She noted it is disturbing to see education officers just issuing reports of increasing teenage pregnancy among school girls without stating what they are doing to control the problem.
The deputy minister made the remarks here while officiating at the opening of CAMFED Tanzania’s annual general meeting. CAMFED is a non-profit organisation dedicated to eradicating poverty in Africa through the education of females and the empowerment of young women.
“ From now henceforth, any education officer who will continue singing the same song of the number of pregnant school girls without stating their efforts will face serious punitive measures,” she said, adding that one of the duties of the officers is to protect girls.

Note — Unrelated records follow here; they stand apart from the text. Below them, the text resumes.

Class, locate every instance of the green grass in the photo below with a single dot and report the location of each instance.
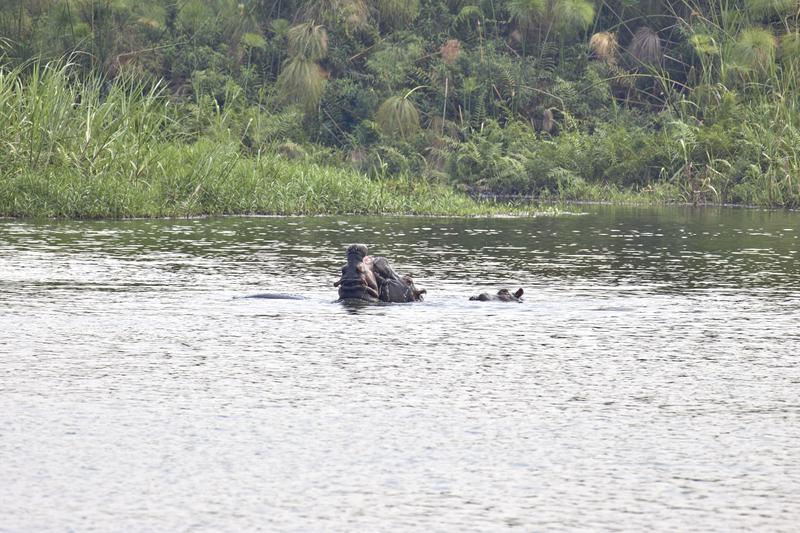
(71, 149)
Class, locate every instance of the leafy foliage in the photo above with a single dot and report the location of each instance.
(545, 97)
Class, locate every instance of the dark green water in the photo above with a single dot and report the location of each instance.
(648, 382)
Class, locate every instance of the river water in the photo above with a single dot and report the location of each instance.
(650, 380)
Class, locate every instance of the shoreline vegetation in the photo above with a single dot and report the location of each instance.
(119, 109)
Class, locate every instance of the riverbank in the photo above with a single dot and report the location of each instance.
(78, 147)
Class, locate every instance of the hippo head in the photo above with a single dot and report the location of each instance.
(357, 281)
(503, 295)
(416, 293)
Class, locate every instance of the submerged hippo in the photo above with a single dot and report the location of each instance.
(503, 295)
(372, 279)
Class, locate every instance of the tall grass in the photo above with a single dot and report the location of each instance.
(90, 149)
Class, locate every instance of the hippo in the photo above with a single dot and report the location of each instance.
(503, 295)
(394, 288)
(371, 279)
(358, 281)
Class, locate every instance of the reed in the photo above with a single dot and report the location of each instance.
(86, 149)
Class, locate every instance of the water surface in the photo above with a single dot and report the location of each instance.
(648, 382)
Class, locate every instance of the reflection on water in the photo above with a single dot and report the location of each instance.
(649, 381)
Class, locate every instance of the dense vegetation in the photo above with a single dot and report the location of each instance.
(690, 100)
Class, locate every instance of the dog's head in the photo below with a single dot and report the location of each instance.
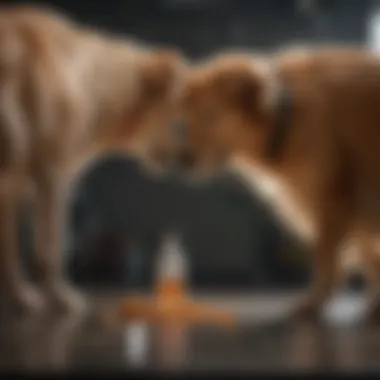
(145, 129)
(228, 104)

“ You keep on giving me increasing cases of pregnancy and dropouts among girls as if it helps in anything, let them tell me how many girls they have ‘saved’ which is their duty,” she added.
She also called on other stakeholders to help supplement government efforts in improving provision of education for all children in the country rather than just complaining of what has not been done.
Semakafu praised CAMFED for the good work it is doing to save girl children, saying their work is evident compared to other organisations that claim to be doing advocacy throughout the year without any tangible successes.
She further challenged other non-governmental organisations (NGOs) working to save girl children in the country to consider working in Lushoto, Ukerewe, Geita, Muleba, Misenyi, Biharamulo, Uyui, Sikonge, Nzega, Tanndahimba and Masasi areas where girls are facing serious problems.
Lydia Willbard, national director, Camfed Tanzania noted that the programme’s success in partner districts has promoted a wider roll-out beyond partner schools in collaboration with the relevant ministries.
“Together with the Ministry of Education, Science and Technology and the President’s Office, Regional Administration and Local Government, we are proving that we can apply our learning and roll it out nationally across impoverished rural communities,” she noted.